Another example is the Complaint’s assertion that the relative risks of certain sexual behaviors must be discussed in the curriculum revisions to be field tested. What the Complaint ignores is that that topic is more appropriately discussed in the unit on Sexually Transmitted Infections. The revisions at issue here do not include the unit on Sexually Transmitted Infections.
 
In sum, MCPS has taken excellent first steps in dealing with the important issues covered by the revisions and has done so in close consultation with medical experts. Health education curriculum revisions that are developed, as here, in close consultation with mainstream pediatricians need not, and should not, also include contrary, discredited "viewpoints" of groups like PFOX.
 
Sincerely,
 
David S. Fishback, Member
4913 Continental Drive
Olney, MD 20832
 
Attachment
cc: Nancy Navarro, President, Montgomery County Board of Education
Dr.

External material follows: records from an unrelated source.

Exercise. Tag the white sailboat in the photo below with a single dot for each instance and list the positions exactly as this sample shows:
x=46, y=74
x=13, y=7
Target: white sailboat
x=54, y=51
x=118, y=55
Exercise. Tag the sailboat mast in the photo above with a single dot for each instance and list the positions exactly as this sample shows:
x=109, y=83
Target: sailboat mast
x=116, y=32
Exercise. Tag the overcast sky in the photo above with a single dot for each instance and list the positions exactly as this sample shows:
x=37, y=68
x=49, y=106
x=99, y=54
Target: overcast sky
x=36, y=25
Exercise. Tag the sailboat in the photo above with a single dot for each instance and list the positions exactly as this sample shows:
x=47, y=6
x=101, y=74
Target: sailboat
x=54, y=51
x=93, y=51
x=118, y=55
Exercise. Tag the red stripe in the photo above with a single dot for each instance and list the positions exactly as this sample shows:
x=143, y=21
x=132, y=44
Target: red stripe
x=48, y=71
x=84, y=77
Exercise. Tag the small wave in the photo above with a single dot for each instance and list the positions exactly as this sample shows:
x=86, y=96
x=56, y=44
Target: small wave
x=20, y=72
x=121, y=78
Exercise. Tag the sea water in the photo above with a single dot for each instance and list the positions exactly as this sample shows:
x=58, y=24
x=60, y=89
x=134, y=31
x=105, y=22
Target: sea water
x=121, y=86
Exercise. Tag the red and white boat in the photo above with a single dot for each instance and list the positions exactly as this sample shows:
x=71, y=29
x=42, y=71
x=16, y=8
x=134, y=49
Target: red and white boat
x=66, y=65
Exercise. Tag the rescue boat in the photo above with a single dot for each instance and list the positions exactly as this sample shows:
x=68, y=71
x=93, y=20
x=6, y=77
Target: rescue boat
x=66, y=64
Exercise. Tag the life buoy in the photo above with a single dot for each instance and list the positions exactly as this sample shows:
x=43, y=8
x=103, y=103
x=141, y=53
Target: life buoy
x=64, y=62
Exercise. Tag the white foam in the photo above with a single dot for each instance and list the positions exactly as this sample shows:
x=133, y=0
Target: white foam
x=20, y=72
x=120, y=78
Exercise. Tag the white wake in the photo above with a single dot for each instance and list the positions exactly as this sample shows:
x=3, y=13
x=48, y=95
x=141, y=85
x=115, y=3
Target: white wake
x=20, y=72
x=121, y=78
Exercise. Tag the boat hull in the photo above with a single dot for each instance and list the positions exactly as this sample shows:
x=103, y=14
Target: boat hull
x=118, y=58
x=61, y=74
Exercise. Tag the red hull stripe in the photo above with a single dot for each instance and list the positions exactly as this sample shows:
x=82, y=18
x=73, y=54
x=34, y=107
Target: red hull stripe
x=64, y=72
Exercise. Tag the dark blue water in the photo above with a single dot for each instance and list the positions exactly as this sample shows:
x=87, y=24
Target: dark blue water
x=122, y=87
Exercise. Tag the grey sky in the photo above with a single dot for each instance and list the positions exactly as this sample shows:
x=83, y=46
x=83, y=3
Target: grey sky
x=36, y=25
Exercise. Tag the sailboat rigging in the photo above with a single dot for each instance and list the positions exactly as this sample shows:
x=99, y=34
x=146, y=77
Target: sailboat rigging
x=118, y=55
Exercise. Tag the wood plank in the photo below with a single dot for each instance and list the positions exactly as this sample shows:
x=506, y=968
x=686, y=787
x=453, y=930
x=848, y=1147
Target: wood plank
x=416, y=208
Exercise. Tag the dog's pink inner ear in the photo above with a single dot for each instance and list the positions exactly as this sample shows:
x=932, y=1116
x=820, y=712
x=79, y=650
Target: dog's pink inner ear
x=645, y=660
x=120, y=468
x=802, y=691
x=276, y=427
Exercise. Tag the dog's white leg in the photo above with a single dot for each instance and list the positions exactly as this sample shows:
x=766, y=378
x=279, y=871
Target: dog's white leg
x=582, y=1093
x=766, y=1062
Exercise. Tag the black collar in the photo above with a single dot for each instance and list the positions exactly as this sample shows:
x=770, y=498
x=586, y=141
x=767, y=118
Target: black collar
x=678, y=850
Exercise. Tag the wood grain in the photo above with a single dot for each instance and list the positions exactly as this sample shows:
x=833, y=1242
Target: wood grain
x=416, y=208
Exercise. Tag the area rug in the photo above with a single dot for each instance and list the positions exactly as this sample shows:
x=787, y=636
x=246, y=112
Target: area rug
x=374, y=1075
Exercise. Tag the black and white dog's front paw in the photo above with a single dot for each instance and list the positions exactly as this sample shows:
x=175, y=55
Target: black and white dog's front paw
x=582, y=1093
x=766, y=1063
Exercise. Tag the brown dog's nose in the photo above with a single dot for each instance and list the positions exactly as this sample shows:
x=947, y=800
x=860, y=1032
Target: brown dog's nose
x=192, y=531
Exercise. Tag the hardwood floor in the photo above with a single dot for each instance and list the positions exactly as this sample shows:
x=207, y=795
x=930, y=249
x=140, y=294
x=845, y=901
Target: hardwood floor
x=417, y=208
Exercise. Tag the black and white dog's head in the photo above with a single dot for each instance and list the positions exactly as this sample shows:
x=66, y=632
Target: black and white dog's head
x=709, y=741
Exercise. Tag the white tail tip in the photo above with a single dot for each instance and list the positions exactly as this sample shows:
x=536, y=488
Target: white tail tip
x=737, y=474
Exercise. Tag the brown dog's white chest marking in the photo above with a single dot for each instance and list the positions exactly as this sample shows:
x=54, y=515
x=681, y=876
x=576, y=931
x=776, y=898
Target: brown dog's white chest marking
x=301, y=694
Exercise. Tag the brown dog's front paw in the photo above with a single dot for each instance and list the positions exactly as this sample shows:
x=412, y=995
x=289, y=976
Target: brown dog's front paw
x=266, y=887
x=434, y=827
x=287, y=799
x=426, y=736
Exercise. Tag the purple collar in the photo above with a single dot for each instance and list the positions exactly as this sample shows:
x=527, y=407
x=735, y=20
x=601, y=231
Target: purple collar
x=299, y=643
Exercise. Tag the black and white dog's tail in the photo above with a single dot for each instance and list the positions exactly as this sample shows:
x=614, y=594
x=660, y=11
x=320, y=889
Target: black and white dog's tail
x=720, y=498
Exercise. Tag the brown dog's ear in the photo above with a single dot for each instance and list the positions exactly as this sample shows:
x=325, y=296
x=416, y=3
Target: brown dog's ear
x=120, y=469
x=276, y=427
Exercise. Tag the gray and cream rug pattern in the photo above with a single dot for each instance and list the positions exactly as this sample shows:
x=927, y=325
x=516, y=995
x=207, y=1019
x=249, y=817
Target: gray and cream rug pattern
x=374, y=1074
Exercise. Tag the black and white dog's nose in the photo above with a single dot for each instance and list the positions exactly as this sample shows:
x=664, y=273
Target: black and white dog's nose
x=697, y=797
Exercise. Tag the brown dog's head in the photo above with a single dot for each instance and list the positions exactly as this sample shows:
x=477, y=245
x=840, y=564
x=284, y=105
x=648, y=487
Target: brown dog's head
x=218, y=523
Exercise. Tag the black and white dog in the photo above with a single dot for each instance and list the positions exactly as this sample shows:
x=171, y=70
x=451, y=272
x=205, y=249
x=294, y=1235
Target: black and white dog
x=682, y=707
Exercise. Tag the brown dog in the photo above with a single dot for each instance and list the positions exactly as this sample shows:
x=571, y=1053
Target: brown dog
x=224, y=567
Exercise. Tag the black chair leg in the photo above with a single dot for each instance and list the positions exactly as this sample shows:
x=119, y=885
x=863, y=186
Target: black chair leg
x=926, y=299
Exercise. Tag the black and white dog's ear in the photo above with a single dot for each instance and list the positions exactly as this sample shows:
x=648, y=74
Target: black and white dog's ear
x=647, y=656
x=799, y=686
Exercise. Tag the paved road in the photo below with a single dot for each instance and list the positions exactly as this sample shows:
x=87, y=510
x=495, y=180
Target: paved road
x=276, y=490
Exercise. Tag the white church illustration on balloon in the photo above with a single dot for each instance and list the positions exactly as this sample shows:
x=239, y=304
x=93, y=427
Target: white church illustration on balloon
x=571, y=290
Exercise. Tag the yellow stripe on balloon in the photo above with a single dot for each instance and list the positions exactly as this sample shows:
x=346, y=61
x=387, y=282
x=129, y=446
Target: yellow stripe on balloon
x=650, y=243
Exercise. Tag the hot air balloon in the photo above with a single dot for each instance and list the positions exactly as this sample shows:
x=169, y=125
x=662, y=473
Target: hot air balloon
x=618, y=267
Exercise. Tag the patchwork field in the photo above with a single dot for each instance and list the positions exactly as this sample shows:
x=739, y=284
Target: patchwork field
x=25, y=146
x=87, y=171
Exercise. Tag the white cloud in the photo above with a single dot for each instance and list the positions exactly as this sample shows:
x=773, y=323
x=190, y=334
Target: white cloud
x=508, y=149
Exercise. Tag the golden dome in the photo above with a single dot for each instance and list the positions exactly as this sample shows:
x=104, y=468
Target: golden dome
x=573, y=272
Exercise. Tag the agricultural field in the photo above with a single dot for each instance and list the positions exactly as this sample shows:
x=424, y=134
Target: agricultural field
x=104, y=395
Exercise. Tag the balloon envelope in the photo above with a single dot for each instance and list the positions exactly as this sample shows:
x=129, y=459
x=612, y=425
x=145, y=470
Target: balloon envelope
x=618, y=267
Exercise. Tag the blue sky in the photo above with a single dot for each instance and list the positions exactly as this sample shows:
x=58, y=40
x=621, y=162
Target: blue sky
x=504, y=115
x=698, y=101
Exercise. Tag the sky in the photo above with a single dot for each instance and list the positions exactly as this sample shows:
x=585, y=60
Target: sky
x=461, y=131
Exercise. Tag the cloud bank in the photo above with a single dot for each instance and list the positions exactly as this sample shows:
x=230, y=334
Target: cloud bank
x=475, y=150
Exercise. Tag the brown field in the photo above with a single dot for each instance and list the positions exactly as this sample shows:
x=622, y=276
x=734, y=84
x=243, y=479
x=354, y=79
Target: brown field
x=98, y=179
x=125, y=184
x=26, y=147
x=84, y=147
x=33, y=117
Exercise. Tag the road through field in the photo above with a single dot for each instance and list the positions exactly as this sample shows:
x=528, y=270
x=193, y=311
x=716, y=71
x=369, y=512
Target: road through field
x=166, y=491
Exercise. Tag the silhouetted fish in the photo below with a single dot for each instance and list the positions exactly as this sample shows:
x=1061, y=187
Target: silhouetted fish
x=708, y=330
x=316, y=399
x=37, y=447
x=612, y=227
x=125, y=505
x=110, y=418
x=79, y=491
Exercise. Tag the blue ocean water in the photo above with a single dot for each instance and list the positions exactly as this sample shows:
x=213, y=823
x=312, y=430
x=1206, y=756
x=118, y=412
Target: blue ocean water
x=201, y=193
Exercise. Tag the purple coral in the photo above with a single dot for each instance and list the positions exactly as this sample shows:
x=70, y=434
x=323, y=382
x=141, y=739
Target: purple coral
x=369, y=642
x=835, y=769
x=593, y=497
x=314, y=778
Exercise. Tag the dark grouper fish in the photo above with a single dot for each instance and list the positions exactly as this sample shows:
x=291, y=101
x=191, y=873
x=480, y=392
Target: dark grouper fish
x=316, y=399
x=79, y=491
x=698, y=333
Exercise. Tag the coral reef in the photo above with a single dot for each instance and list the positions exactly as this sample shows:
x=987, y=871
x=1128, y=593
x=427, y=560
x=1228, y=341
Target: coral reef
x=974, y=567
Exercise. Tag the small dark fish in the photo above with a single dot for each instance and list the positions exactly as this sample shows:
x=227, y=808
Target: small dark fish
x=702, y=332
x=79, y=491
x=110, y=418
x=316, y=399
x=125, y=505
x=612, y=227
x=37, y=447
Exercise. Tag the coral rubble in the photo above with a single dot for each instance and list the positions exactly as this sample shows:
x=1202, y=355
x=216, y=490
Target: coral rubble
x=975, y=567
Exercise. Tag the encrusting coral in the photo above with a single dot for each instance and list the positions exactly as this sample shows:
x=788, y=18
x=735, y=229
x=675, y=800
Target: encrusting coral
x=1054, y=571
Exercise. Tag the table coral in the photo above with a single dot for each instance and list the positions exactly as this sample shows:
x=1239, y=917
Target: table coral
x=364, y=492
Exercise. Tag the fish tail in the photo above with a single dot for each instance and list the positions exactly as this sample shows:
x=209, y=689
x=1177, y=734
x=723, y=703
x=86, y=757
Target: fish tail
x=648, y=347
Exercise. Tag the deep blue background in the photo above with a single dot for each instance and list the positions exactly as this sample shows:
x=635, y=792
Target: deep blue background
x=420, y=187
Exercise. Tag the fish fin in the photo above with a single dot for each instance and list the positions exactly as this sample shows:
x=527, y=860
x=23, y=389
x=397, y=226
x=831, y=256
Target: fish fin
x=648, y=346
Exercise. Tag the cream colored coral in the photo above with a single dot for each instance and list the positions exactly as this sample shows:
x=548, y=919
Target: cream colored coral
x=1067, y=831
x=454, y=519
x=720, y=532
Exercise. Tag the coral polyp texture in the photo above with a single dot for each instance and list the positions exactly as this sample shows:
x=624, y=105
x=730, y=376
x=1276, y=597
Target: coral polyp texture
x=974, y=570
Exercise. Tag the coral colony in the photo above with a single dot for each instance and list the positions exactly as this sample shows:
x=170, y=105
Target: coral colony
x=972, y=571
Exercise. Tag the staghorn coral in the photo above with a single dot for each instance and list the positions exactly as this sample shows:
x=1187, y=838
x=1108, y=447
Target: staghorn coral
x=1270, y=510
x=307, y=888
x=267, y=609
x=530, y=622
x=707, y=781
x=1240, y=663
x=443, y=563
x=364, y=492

Jerry Weast, Superintendent, MCPS
 
 
FACT SHEET
The American Medical Association (AMA):
"[O]pposes the use of ‘reparative’ or ‘conversion’ therapy that is based upon the assumption that homosexuality per se is a mental disorder or based upon the a priori assumption that the patient should change his/her homosexual orientation." (AMA Policy Number H-160.991 Health Care Needs of the Homosexual Population, available at http://www.ama-assn.org/ama/pub/category/14754.html).
The American Academy of Pediatrics (AAP):
Notes approvingly that the American Psychiatric Association reclassified homosexuality in 1973 to state that "homosexuality [is] a sexual orientation or expression and not a mental disorder" (Guidance for the Clinician on Sexual Orientation and Adolescents, published in PEDIATRICS, Vol. 113, No. 6 (June 2004) at 1828), available at http://pediatrics.aappublications.org/cgi/content/full/113/6/1827).
Encourages its members to "[b]e supportive of parents of adolescents who have disclosed that they are not heterosexual," noting that "[m]ost states have chapters of Parents and Friends of Lesbians and Gays (PFLAG) to which interested families may be referred," and urging clinicians to "[r]emind parents and adolescents that gay and lesbian individuals can be successful parents themselves." Id. at 1830-31.
Says that most experts have concluded that "one's sexual orientation is not a choice; that is, individuals do not choose to be homosexual or heterosexual." Moreover, according to the American Psychological Association, sexual orientation is not a "conscious choice that can voluntarily be changed." Id. at 1828.
The American Psychological Association:
States that sexual orientation is not a "conscious choice that can be voluntarily changed," and that gay men and lesbians can "live successful, happy lives." Answers to Your Questions About Sexual Orientation and Homosexuality (2007), available at http://www.apa.org/topics/orientation.html.
States "that "homosexuality is not an illness, it does not require treatment and is not changeable." Id.
States that both the American Psychiatric Association and the American Psychological Association urge "all mental health professionals to dispel the stigma of mental illness that some people still associate with homosexual orientation;" and that "[s]tudies comparing groups of children raised by homosexual and heterosexual parents find no developmental differences between the two groups of children . . . . [and] that a parent’s sexual orientation does not dictate his or her children’s" sexual orientation. Id.